ハーフキャップ/ゴーグル付ハーフキャップ
頭頂部を中心に防護するヘルメットです。軽量で開放感があり比較的安価に購入できます。反面、防護する面積が低く、ほかのヘルメットに比べると安全性は下がってしまいます。また使用できるバイクが125ccまでといった規制もあります。
バイク用ヘルメットの規格
バイクヘルメットの安全規格とは?
道路交通法により、バイクに乗る時にはヘルメットの着用が義務付けられています。ヘルメットには、様々なマークが表示されています。これは、ヘルメットの安全性がどんな基準を満たしているかを表すマークです。製品安全協会や一般財団法人など、各団体が定めた規格をクリアしたヘルメットに表示されています。
また、安全規格には「強制規格」と「任意規格」があり、強制規格である「PSC」「SG」マークがないヘルメットは日本の小売店で販売を許されていません。任意規格は、更に安全性が高い製品であることを示しています。ヘルメットを選ぶ際には、安全規格も考慮して選びましょう。
規格の種類
日本の販売店には様々な規格に認定されたヘルメットが並んでいますが、代表的なものをご紹介します。
PSC
消費生活用製品安全法に基づき、製品安全協会が定めたJIS相当の安全基準を満たしていることを示すマークです。このマークがないと、日本国内の販売店で「乗車用」として販売することはできません。逆に言えば、このマークがないヘルメットは鑑賞用や装飾用ということです。乗車用として購入する際は、必ずこのマークがあることを確認しましょう。
SG
PSCとセットで表示されることが多い、製品安全協会が定める認定基準に適合していることを示すマークです。このマークがついていると、製品の欠陥によって人身事故が起こった場合、最高で1億円の保険金が支払われます。
また、125cc以下用と排気量無制限の自動二輪車用では基準が異なるため、使用するバイクに応じた方のマークを選ぶ必要があります。
JIS
日本工業規格が定めた安全基準に適合していることを示すマークです。
落下試験では、1回目7m/s、2回目5m/sを発生させる高さから落とします。
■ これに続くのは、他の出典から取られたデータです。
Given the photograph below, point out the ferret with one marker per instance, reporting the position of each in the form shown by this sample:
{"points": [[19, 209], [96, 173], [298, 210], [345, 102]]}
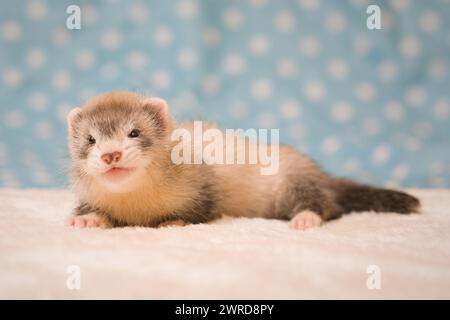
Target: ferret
{"points": [[123, 175]]}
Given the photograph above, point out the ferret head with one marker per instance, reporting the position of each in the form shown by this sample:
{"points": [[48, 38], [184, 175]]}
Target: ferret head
{"points": [[116, 137]]}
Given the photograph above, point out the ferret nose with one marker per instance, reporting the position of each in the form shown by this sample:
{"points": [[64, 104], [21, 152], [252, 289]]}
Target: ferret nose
{"points": [[109, 158]]}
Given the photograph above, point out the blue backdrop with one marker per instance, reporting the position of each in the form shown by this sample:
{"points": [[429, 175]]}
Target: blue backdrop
{"points": [[368, 104]]}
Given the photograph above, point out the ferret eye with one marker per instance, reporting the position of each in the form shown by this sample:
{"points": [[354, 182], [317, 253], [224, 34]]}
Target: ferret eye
{"points": [[91, 139], [134, 133]]}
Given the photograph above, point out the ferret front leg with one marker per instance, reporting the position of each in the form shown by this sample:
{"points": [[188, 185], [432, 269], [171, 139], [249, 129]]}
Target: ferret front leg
{"points": [[173, 223], [86, 217], [306, 205]]}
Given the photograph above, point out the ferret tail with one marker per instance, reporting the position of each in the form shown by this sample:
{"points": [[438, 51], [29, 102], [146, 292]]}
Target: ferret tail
{"points": [[351, 196]]}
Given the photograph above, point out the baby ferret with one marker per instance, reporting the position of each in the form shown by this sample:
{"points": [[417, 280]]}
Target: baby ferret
{"points": [[123, 175]]}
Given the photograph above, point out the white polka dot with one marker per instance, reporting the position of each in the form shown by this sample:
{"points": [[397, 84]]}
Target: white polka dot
{"points": [[232, 18], [381, 154], [388, 71], [361, 45], [393, 111], [412, 144], [186, 9], [14, 119], [290, 109], [161, 79], [211, 84], [9, 180], [40, 176], [185, 101], [38, 101], [438, 69], [60, 37], [36, 9], [365, 91], [262, 89], [259, 45], [10, 30], [138, 13], [258, 3], [308, 4], [284, 21], [267, 120], [297, 131], [61, 80], [62, 111], [314, 91], [287, 68], [399, 5], [234, 64], [415, 96], [359, 3], [442, 108], [423, 129], [187, 58], [28, 158], [351, 166], [12, 77], [86, 94], [35, 57], [310, 46], [335, 22], [111, 40], [330, 145], [410, 46], [88, 15], [342, 111], [136, 60], [163, 37], [110, 71], [238, 110], [85, 59], [429, 21], [400, 171], [372, 126], [337, 69], [211, 37], [43, 130]]}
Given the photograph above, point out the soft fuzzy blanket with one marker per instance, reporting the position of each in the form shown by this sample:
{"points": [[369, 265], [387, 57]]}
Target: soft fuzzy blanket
{"points": [[402, 256]]}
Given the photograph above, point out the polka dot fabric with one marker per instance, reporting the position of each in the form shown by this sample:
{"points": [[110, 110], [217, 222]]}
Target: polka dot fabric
{"points": [[368, 104]]}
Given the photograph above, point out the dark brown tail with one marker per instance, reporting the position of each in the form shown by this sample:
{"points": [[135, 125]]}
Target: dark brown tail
{"points": [[352, 196]]}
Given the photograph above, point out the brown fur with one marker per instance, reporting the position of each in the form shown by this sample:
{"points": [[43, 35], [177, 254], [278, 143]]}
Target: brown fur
{"points": [[166, 192]]}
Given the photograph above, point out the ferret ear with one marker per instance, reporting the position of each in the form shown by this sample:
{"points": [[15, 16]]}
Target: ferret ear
{"points": [[71, 117], [159, 110]]}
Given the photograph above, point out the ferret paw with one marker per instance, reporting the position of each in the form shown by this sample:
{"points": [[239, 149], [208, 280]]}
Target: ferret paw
{"points": [[172, 223], [90, 220], [305, 220]]}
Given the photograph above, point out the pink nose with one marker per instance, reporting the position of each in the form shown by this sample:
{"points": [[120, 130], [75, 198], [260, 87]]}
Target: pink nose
{"points": [[109, 158]]}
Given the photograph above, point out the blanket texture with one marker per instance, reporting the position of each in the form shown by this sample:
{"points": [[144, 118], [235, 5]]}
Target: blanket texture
{"points": [[231, 258]]}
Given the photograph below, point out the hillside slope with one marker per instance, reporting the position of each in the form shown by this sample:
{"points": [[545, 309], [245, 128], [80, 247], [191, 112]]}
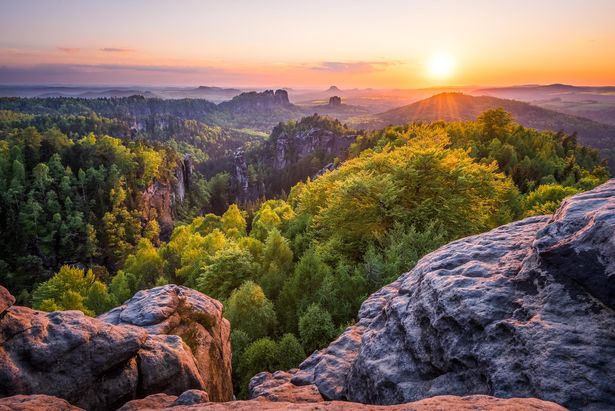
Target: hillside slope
{"points": [[457, 106]]}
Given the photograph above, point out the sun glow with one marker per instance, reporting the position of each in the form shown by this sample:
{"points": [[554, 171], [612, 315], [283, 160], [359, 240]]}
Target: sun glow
{"points": [[441, 66]]}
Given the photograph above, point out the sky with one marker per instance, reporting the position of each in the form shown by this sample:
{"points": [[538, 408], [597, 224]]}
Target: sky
{"points": [[315, 43]]}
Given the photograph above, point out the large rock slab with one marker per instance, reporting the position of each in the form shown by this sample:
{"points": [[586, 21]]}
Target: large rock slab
{"points": [[36, 403], [277, 387], [163, 340], [525, 310], [196, 318]]}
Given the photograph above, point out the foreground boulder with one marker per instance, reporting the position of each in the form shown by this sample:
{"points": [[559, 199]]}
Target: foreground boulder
{"points": [[196, 318], [525, 310], [36, 403], [99, 366], [441, 403]]}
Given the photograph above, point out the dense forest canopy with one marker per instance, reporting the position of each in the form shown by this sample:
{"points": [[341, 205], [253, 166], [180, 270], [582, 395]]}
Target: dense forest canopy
{"points": [[292, 269]]}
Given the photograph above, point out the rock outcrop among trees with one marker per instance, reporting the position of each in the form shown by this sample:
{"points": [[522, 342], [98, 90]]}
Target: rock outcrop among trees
{"points": [[525, 310]]}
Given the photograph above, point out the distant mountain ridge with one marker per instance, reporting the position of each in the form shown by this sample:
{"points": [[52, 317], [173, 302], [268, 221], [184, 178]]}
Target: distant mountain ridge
{"points": [[463, 107]]}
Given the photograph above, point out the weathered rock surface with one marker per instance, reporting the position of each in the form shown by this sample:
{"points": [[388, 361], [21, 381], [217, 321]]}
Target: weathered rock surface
{"points": [[294, 147], [99, 366], [196, 318], [36, 403], [525, 310], [277, 387], [440, 403], [163, 401]]}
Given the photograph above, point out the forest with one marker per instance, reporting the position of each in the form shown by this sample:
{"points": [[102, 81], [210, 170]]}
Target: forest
{"points": [[291, 265]]}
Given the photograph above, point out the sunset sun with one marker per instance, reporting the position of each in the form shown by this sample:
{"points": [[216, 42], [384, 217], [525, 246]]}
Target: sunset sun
{"points": [[441, 66]]}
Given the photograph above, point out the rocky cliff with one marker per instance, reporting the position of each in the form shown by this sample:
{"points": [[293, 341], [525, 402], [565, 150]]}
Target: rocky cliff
{"points": [[168, 339], [196, 318], [253, 100], [291, 148], [161, 199], [525, 310]]}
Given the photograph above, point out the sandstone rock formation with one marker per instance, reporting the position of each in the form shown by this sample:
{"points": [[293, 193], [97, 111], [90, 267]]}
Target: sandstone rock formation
{"points": [[277, 387], [36, 403], [292, 148], [441, 403], [196, 318], [335, 101], [161, 199], [253, 100], [525, 310], [162, 401], [98, 366]]}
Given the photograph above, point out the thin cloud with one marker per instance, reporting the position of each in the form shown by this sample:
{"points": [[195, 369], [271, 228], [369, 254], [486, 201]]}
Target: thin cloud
{"points": [[116, 50], [352, 67], [69, 49], [85, 73]]}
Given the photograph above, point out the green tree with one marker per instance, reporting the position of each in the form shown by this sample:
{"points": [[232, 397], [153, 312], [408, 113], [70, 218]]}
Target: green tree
{"points": [[250, 311], [316, 328]]}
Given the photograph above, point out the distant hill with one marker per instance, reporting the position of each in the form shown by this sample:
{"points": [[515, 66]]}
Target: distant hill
{"points": [[595, 103], [462, 107], [458, 106]]}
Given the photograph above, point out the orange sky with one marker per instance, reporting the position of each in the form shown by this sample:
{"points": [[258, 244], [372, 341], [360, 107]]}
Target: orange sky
{"points": [[267, 43]]}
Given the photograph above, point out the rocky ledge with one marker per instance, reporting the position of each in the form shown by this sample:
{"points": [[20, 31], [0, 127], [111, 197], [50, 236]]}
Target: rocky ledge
{"points": [[525, 310], [192, 403], [131, 352]]}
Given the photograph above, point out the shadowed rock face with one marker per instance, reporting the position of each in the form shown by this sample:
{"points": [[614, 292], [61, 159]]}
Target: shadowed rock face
{"points": [[99, 366], [196, 318], [525, 310]]}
貫通性能試験では、3kgのストライカを2mの高さから落とします。あご紐試験では、あご紐に10kgの重さを吊り下げて0.75m落下させてあご紐の伸びを計測し、ロールオフ試験では10kgの重りを0.5m落とし、ヘルメットが人頭模型から外れないことを確認します。
SNELL
非営利機関「スネル財団」が認定する規格で、約5年毎に規格が見直され、しかも、その度に厳しくなっています。安全性を測る基準としては、世界一厳しいことで有名です。
落下試験(平面アンビル試験)では、1回目7.75m/s、2回目6.78m/sを発生させる高さから落とし、ヒビが入らないかをテストします。貫通性能試験では、3kgのストライカ(ヘルメットに垂直落下して打撃を与える鋼鉄の槍)を3mの高さから落とします。あご紐試験では、あご紐に38kgの重さを吊り下げて0.12m落下させ、あご紐の伸びを計測。ロールオフ試験では、4kgの重りを0.6m落下させて人の頭を模した人形からヘルメットが脱げないことを確認します。(2017年時点)
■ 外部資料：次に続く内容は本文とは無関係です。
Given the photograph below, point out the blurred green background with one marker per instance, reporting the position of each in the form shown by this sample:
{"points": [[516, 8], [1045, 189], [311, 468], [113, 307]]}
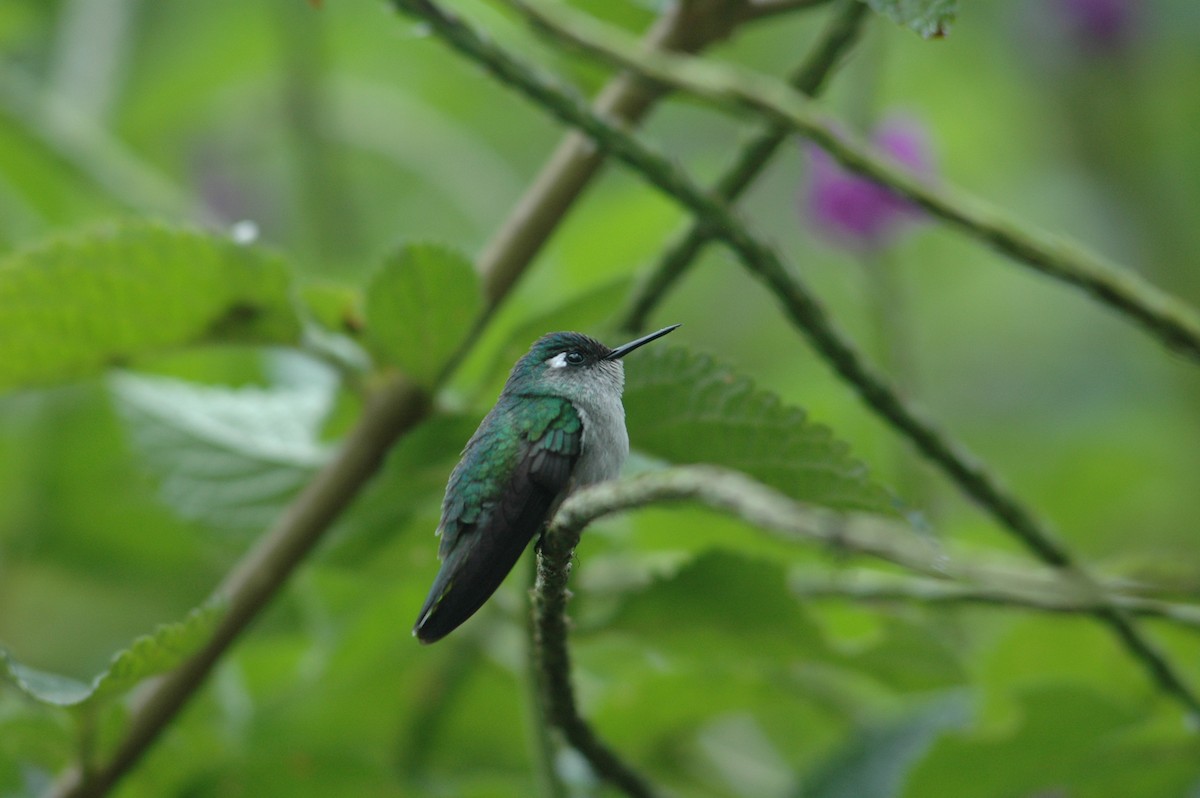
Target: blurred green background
{"points": [[343, 130]]}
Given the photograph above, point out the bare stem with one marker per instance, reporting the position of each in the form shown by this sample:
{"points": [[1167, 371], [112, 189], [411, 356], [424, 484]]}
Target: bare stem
{"points": [[258, 576], [396, 407], [810, 78], [809, 316], [1171, 321], [1053, 597]]}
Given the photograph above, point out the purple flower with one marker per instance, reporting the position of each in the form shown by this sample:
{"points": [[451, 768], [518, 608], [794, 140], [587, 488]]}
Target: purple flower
{"points": [[1098, 25], [857, 213]]}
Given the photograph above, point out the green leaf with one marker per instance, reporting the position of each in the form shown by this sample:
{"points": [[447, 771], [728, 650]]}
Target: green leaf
{"points": [[876, 760], [687, 408], [148, 655], [228, 457], [583, 312], [79, 304], [719, 597], [930, 18], [420, 306], [1081, 727]]}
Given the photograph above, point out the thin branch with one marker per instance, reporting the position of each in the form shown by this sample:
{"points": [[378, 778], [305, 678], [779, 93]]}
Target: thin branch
{"points": [[742, 497], [553, 663], [1050, 597], [805, 311], [687, 27], [759, 10], [1175, 323], [393, 409], [259, 575], [810, 78]]}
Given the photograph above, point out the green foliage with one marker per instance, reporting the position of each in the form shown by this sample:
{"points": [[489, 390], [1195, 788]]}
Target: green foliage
{"points": [[108, 297], [228, 457], [132, 435], [420, 306], [927, 17], [687, 408], [148, 655]]}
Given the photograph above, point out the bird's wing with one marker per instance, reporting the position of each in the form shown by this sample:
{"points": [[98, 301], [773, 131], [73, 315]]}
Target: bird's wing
{"points": [[499, 496]]}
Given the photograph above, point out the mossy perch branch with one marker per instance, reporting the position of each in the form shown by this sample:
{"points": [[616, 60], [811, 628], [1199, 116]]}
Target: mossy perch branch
{"points": [[809, 316]]}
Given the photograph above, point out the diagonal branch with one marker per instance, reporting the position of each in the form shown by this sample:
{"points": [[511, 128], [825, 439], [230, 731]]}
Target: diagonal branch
{"points": [[553, 663], [395, 407], [809, 315], [810, 79], [1038, 594], [1171, 321]]}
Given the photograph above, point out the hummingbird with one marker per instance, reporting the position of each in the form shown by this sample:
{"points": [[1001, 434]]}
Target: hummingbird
{"points": [[558, 425]]}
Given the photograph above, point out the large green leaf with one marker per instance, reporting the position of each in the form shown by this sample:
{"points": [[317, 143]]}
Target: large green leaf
{"points": [[687, 408], [930, 18], [876, 759], [148, 655], [582, 313], [420, 306], [79, 304], [228, 457]]}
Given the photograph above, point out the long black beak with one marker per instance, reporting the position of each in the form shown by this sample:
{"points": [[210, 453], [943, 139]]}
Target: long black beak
{"points": [[625, 348]]}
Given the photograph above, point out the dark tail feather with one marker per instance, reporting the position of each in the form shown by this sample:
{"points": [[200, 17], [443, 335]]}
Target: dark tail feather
{"points": [[468, 577]]}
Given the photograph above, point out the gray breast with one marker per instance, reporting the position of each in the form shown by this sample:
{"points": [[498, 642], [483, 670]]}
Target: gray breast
{"points": [[605, 441]]}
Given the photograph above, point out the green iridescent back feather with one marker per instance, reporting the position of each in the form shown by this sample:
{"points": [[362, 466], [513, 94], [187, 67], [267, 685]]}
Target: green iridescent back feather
{"points": [[511, 431]]}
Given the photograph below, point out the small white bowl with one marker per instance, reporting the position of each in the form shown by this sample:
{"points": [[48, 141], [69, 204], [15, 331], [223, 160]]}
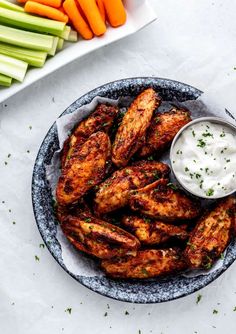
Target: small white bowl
{"points": [[198, 120]]}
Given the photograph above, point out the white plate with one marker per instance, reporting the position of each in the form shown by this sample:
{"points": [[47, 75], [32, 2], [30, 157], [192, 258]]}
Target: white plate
{"points": [[139, 14]]}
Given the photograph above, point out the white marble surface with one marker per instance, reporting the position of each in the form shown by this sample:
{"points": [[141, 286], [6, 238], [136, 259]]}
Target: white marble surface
{"points": [[192, 41]]}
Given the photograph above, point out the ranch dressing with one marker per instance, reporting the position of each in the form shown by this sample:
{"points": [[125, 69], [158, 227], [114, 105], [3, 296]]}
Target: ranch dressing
{"points": [[204, 159]]}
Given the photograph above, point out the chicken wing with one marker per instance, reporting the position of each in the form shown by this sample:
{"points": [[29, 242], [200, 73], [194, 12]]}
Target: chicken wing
{"points": [[163, 129], [146, 264], [211, 235], [100, 120], [85, 168], [159, 200], [131, 133], [155, 232], [97, 237], [114, 192]]}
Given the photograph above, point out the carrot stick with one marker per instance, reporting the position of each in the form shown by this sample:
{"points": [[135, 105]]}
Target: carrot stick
{"points": [[78, 22], [90, 9], [101, 8], [51, 3], [115, 12]]}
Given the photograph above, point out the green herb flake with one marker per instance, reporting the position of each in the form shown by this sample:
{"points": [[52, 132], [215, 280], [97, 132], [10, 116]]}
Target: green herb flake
{"points": [[199, 297], [68, 310], [210, 192]]}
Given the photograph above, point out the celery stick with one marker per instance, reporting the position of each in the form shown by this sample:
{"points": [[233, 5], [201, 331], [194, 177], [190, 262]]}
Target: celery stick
{"points": [[54, 48], [30, 22], [9, 5], [26, 39], [32, 57], [73, 37], [60, 44], [12, 67], [66, 33], [5, 81]]}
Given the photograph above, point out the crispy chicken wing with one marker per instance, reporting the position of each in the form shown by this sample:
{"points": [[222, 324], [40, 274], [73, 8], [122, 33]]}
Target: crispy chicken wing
{"points": [[211, 235], [97, 237], [131, 133], [114, 192], [159, 200], [100, 120], [153, 232], [163, 129], [85, 168], [146, 264]]}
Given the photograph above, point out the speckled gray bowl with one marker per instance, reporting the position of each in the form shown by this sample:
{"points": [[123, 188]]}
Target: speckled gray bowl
{"points": [[147, 291]]}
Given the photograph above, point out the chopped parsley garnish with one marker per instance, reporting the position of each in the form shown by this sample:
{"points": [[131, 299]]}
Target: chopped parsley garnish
{"points": [[201, 143], [207, 134], [210, 192]]}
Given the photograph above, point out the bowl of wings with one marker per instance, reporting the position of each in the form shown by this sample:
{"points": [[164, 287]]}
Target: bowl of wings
{"points": [[116, 203]]}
これらのテストをくぐりぬけたSNELL規格のヘルメットは、非常に安全性が高いと言えるでしょう。
ECE
ヨーロッパを中心に使用されている安全規格です。SNELL規格が「衝撃を受けても壊れないこと」を重視しているのに対し、ECE規格は「ヘルメットが壊れることで衝撃を吸収すること」を重視しています。SNELLとは考え方の違う規格であり、硬さと衝撃吸収性のどちらを選ぶかは、個人の判断によると言えるでしょう。
Arai
日本のヘルメットメーカー「アライヘルメット」が独自に設けた自社規格です。SNELL規格よりも更に厳しい審査基準が定められており、アライヘルメットがSNELL規格として販売しているすべての自社製品に、一般・レース用問わず適用されている規格です。
MFJ
日本モーターサイクル協会が定めた競技用ヘルメットの規格。JIS準拠の安全性能に適合したヘルメットが認定され、MFJ公式のレースに出る際には必ず必要です。認定されると「MFJ公認シール」が貼られます。
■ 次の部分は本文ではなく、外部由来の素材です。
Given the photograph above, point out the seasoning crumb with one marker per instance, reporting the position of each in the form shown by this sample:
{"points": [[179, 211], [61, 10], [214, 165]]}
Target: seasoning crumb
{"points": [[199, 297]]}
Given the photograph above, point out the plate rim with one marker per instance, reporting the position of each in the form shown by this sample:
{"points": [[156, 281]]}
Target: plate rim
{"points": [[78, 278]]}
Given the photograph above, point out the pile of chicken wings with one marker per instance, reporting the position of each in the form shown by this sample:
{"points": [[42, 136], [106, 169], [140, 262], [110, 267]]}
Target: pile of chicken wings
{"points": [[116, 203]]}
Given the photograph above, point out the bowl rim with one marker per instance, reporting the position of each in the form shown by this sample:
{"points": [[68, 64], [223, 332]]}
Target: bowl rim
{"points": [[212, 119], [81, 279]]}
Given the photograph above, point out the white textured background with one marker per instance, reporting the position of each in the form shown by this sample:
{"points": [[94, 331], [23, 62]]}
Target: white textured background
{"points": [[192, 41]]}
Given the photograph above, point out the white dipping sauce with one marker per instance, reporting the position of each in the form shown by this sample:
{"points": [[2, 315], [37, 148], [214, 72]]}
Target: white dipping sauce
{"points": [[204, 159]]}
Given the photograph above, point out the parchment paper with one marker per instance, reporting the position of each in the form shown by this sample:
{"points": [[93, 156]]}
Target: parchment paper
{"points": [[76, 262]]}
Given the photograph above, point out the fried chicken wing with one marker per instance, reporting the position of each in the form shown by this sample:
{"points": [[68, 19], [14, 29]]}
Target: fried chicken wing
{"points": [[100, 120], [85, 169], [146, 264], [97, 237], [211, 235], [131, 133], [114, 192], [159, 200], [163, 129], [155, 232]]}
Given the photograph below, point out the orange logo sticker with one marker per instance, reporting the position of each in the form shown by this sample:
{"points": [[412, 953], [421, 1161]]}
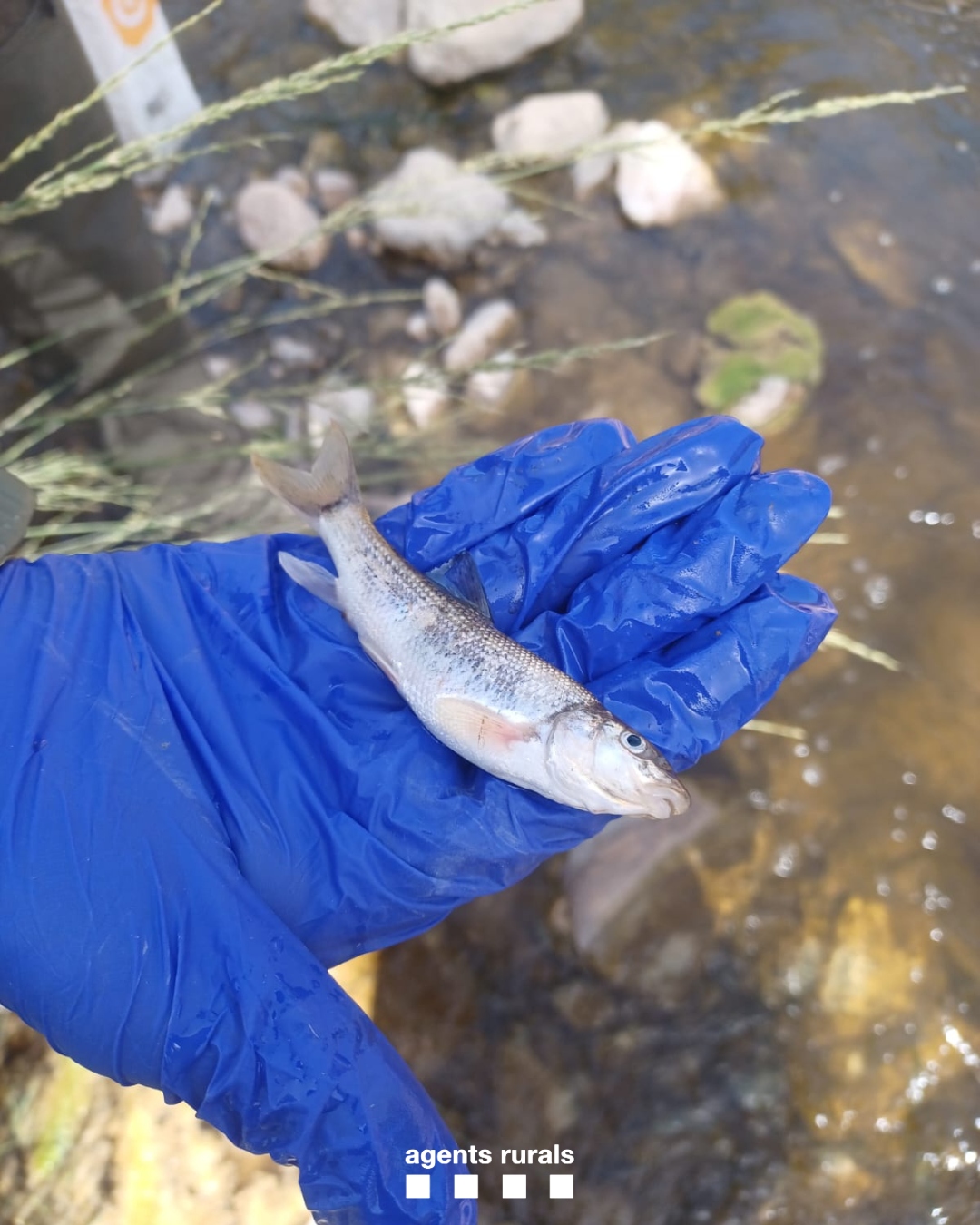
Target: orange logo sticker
{"points": [[132, 18]]}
駐車スペースを取らず、都市部でも時間に余裕を持って行動できるバイクは、時間を有効利用したい企業にとってはとても魅力的な移動・配送手段です。しかし、便利な半面自動車に比べると安全性が高いとはいえません。適切なバイク用ヘルメットを用意することは、運転者の安全性を高めるだけでなく、企業の営業損失を未然に防いでくれるのです。